扶苏的消息,嬴政也已经收到了,他在沛县没找到赵覆舟,便决定北上。
感谢扶苏拆除掉一个错误答案,嬴政毅然决然决定南下。
嬴政甚至猜到,赵覆舟是故意在沛县留了人忽悠扶苏,这才骗得他北上。
御者还未及答话,变故陡生。
前方传来沉闷可怖的断裂巨响,紧接着是木料崩塌的声音以及马匹濒死的惨烈嘶鸣。
嬴政的座驾猛地一滞,外面瞬间炸开,惊呼、怒吼、兵刃出鞘的铿锵声乱作一团。
“护驾——!”
“有刺客!前面桥断了!王车坠坑了!”
嬴政面色沉冷如水,眼中却无半分慌乱。他没有立刻出去,只是将车窗的帘子掀开一道极细的缝隙。
“陛下。”
后车的李斯不知道什么时候已经来到了嬴政的车旁,心有余悸地看向前方的大坑,“陛下受惊了。”
他今日,险些选到了那辆车,但最后被嬴政阻止,这才能从嬴政后方的马车里安然无恙地出来。

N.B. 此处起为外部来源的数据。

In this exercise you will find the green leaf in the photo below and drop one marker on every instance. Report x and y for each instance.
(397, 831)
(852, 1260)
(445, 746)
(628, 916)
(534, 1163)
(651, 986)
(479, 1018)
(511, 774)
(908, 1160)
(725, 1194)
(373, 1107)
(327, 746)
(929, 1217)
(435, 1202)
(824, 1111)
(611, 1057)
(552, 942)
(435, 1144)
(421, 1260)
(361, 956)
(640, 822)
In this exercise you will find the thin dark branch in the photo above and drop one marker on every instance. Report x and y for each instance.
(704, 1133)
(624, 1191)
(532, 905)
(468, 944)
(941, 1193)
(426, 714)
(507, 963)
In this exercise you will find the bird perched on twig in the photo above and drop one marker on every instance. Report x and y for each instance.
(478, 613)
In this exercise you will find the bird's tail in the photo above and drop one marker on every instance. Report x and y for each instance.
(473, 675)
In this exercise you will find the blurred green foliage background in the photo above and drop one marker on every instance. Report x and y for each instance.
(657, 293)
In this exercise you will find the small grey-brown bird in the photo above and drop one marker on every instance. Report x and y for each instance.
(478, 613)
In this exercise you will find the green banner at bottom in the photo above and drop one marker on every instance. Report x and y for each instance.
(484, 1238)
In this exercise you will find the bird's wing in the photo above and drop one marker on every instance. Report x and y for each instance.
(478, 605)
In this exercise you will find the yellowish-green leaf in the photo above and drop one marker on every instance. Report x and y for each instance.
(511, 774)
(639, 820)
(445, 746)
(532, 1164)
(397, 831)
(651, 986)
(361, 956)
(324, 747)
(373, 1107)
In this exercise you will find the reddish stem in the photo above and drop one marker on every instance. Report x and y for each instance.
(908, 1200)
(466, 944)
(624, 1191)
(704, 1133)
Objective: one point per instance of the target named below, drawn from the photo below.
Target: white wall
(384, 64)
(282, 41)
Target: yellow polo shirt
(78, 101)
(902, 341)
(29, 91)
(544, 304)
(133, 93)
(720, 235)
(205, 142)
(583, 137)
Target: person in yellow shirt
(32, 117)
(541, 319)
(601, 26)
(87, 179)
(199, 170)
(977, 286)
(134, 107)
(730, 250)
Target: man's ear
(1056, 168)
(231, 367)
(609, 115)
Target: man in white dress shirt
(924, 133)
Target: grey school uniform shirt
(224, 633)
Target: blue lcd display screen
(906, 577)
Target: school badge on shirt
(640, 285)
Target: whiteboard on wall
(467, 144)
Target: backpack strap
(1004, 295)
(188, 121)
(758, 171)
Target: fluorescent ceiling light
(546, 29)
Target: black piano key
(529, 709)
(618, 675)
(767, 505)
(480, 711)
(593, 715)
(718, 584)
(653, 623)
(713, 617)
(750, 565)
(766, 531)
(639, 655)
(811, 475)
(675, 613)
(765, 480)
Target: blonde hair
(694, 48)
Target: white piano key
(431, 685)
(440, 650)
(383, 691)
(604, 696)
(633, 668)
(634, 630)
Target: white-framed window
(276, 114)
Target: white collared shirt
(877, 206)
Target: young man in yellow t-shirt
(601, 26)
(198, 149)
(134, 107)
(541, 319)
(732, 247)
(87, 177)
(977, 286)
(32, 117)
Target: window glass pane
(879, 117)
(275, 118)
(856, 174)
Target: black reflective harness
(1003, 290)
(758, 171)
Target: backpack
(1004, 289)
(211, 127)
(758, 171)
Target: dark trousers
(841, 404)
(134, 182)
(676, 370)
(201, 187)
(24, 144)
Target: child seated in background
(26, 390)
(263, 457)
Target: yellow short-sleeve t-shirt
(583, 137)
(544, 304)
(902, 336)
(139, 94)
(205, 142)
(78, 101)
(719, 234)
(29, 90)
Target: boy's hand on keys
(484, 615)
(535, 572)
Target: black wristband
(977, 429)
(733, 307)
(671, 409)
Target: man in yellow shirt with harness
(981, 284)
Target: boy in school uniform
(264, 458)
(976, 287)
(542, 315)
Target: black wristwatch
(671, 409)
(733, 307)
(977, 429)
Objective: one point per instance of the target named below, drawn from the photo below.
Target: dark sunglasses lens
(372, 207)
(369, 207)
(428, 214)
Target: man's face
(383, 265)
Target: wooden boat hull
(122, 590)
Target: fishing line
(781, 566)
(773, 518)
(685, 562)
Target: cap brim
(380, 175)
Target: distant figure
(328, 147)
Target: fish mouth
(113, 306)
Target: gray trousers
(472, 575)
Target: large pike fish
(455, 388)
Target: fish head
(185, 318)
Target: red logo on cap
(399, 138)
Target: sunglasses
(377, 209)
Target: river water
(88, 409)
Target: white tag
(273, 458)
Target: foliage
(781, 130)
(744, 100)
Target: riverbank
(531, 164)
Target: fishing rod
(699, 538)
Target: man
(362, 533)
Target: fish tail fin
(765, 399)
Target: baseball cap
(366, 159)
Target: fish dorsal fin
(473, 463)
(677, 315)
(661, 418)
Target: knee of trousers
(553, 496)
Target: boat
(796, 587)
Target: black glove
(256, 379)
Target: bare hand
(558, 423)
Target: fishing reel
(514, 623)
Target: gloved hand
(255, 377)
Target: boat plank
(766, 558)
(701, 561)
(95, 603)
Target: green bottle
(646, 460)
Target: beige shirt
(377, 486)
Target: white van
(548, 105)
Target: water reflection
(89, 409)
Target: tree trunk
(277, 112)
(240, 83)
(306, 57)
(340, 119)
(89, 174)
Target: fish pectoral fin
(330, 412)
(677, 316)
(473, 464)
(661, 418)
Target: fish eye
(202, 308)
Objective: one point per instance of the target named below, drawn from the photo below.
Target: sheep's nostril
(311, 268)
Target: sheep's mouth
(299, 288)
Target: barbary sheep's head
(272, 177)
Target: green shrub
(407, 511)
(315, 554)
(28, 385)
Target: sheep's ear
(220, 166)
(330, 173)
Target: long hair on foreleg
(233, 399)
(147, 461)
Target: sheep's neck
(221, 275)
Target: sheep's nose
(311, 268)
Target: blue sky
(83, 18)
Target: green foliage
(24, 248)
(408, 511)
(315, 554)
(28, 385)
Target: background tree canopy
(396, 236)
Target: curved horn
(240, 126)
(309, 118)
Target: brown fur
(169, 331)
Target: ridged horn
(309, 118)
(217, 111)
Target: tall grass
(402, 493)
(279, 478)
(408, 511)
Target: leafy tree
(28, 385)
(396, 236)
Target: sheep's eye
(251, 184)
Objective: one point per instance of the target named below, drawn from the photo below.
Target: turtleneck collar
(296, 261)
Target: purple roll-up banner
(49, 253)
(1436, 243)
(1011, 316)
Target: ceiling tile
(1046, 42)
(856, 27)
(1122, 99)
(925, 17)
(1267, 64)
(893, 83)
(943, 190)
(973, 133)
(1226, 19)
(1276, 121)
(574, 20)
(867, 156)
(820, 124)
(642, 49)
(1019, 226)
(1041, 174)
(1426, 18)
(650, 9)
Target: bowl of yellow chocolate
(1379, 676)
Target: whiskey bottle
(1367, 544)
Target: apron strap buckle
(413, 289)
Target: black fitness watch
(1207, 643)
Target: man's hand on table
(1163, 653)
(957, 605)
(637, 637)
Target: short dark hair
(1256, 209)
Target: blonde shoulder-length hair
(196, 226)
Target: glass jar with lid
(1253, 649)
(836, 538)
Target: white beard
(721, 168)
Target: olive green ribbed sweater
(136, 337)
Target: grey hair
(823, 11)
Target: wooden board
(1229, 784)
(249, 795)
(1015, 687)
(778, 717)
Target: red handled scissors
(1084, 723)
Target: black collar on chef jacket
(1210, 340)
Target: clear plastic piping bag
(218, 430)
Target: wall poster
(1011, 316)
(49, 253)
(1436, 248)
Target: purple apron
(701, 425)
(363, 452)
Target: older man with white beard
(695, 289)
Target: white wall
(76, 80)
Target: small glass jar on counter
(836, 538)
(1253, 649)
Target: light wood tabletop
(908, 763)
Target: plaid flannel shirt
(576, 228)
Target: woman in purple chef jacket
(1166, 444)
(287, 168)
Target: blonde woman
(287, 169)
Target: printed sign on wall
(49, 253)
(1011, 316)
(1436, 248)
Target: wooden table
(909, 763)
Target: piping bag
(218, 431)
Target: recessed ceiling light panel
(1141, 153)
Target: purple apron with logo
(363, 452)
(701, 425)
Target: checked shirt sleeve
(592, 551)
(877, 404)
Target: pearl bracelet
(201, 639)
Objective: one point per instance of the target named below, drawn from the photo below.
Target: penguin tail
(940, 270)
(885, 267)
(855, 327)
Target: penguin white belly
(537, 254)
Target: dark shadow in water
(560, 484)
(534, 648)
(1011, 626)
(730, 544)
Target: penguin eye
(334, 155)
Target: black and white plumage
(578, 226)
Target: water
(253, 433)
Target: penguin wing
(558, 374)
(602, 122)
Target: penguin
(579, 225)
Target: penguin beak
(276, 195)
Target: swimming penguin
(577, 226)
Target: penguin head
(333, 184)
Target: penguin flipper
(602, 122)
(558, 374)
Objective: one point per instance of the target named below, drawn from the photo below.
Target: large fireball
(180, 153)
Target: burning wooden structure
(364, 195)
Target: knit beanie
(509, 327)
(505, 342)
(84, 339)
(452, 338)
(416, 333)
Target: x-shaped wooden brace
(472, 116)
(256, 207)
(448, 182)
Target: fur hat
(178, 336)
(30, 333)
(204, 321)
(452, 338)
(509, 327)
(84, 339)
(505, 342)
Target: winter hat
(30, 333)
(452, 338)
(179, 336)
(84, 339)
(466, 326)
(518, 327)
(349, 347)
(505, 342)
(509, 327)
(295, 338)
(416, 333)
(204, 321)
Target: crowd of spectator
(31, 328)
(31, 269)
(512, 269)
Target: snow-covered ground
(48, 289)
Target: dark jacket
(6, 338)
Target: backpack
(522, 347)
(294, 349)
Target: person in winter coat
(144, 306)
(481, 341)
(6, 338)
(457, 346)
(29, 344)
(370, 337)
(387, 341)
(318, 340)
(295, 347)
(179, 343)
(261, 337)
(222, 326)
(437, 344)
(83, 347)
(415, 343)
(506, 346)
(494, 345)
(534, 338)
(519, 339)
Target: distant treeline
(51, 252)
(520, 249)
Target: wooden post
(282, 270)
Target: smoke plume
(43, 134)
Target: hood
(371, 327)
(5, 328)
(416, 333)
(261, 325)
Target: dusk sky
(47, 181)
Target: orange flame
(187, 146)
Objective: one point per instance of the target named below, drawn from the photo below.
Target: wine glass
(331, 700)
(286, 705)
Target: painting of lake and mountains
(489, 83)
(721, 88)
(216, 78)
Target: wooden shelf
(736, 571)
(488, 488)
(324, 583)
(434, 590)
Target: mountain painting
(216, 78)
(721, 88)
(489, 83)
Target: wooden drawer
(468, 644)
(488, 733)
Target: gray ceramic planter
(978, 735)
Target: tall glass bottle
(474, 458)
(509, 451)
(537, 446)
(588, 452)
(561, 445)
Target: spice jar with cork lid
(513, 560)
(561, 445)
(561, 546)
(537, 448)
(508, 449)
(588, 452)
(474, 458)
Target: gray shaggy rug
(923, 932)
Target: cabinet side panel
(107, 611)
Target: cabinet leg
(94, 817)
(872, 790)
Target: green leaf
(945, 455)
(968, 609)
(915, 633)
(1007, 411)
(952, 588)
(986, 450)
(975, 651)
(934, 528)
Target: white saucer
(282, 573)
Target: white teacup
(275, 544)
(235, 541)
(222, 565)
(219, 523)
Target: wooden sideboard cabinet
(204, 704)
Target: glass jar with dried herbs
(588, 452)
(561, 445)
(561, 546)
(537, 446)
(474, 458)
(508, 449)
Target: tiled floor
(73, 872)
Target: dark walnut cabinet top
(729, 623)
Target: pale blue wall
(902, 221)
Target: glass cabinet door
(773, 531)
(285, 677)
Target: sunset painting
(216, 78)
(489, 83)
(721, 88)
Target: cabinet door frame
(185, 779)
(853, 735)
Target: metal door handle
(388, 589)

“贼子狡诈,于桥墩做了手脚,留人远观,见车坠便发足奔逃。属下已派最得力的锐士去追,定要擒拿活口,拷问主谋!”
随从汇报情况的时候,李斯的思绪因飘远。陛下早就知道今日会有人埋伏,也是陛下最后选择留他一命,可即便如此,陛下依然决定去寻天幕中说的那个宪赫帝。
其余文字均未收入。